Before the meeting began Chairman Carmelo Nicolosi explained to Marsh and King that a letter submitted by Marsh dated August 20 had to be submitted to town counsel before the BOH could discuss the matter.
Further, Nicolosi said that Town Administrator Michael Gagne had advised him that if King arrived to the meeting with legal representation then the meeting should be continued until the town’s counsel had weighed in on the matter. Nicolosi said, “We are not in a position to comment until town counsel sees the letter.”
The matter being discussed became clear when King played a July 18 voicemail he received from BOH inspector Robert Ethier. In it Ethier tells King that BOH agent Dale Barrows asked him to “check in with you” regarding alleged catering activities. Ethier tells King that the BOH has questions regarding whether or not he has the proper permits. Ethier also advises King that the state had been contacted.
King told the BOH members that on July 14 he roasted a pig at a residence in Assonet for a private party. He asserted that the sale of a live animal to a private party was outside regulations and that the pig had been transported to a certified slaughterhouse in Rhode Island and then roasted at the Assonet home.
“It was a private function on private property,” King said. He added that he did not cater the event, did not provide anything other than the pig that he roasted for his customer on the customer’s property. Of the inspector, King said, “In his haste to investigate the activity, he notified the DPH and USDA.”
Marsh’s letter in response to the allegations brought by Ethier states that his actions, “resulted in the filing of a complaint with the Massachusetts Department of Public Health and the USDA. We understand the acts taken were unauthorized, unilateral and without any basis or proof of the “Farm” violating any requirements or regulations. In fact, we understand the acts arose as a result of the Agent observing a photograph of a roasted pig posted on Facebook.”
King said that the sale of the live pig and subsequent butchering at a certified facility were exempt from inspection under the Federal Meat Inspection Act.
Marsh’s letter refers to the actions by Ethier as “harassment.”
Nicolosi asked King what his objective was in meeting with the BOH on this day. King responded, “To clear the air – that I’m conducting legal activities.” He said he was not catering food and his only products were the animals. Nicolosi said everything would be passed along to town counsel, “That’s as far as we get today.” He added that the BOH had not received any notifications from the USDA.

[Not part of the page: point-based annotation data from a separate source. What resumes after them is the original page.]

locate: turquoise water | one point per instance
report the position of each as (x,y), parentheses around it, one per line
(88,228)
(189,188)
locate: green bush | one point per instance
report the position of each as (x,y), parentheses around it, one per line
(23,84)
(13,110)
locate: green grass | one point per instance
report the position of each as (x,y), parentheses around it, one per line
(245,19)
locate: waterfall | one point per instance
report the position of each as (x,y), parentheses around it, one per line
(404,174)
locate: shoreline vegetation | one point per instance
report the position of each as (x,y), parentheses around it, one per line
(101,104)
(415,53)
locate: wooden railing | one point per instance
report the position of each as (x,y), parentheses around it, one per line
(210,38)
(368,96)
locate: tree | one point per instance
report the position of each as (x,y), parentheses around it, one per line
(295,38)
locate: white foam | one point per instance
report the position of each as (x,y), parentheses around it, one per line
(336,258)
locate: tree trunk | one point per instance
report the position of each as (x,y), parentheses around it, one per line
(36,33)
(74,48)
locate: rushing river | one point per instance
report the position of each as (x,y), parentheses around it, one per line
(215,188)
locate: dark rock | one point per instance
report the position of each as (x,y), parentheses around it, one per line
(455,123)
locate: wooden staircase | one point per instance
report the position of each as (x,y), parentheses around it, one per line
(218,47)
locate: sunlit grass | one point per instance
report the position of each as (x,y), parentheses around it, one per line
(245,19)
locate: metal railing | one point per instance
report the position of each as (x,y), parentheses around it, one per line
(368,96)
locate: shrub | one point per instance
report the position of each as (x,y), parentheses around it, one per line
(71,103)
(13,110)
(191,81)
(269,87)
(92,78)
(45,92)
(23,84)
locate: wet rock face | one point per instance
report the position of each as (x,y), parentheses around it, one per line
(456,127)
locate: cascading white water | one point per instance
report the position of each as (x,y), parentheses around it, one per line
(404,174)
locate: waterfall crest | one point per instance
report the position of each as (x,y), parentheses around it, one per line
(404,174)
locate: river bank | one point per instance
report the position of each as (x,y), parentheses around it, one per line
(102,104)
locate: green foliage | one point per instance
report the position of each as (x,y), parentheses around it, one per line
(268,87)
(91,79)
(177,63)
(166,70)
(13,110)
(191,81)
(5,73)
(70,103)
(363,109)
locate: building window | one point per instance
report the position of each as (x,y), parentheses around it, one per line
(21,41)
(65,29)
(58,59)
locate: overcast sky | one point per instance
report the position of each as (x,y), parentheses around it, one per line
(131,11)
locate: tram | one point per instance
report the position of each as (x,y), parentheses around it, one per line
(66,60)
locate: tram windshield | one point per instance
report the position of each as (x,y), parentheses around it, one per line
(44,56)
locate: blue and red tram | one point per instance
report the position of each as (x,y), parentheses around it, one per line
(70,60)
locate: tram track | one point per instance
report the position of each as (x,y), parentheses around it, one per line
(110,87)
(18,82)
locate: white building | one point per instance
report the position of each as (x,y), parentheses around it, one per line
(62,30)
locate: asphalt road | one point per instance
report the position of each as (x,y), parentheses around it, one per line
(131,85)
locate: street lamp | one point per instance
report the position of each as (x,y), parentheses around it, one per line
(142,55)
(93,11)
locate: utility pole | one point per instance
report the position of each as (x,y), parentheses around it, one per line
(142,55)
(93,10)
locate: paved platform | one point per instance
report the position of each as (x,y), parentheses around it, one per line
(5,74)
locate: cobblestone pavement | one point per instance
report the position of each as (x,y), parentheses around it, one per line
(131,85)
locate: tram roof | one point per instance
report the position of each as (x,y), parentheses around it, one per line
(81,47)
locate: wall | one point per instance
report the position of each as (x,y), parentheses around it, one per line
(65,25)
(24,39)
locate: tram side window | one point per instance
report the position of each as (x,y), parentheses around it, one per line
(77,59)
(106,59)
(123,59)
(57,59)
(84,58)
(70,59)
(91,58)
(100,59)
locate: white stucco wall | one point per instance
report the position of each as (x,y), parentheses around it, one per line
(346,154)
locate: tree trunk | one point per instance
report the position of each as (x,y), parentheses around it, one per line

In other matters, Barrows told the board members that the town had received a grant from the Massachusetts Department of Environmental Protection in the amount of $20,000. He said the funds would be used to educate the community on proper recycling techniques. Barrows said that his office would be planning a program that would engage senior citizens in teams of two to inspect recycling bins to make sure residents were placing the right type of recyclables in them.
Board of Health Assistant Kate Tapper said that the bin inspectors would place tags on those that contained materials unsuitable for recycling. She said that records would be kept over an eight-week period to ascertain if the residents being notified of problems with their bins were improving. Tapper told the board members that the biggest problems were dirty recyclable materials, recyclables being placed in a plastic trash bag and then into the bin, and using the recycling bin for regular trash.
Barrows said the objective was to get the residents to do all they could in an effort to reduce the costs associated with waste management, “Currently we pay between $35 to $65 per ton depending on how dirty things are.” He said that non-recyclable trash costs $60 per ton.
The board members also discussed increasing education at the grade school level, engaging ABC to assist in that effort, and to send the schools materials about proper recycling practices to be carried home by the children.
Barrows advised the board members that costs associated with the disposal of televisions and mattresses had increased. Presently he said the transfer station is charging $30 for televisions and $20 for most mattresses. He said that ABC was charging the town $35 for such items. The board concurred that increased costs had to be passed along to the public.
The next meeting of the Mattapoisett Board of Health may be cancelled for the month of September Barrows said. More information will be available at www.mattapoisett.net.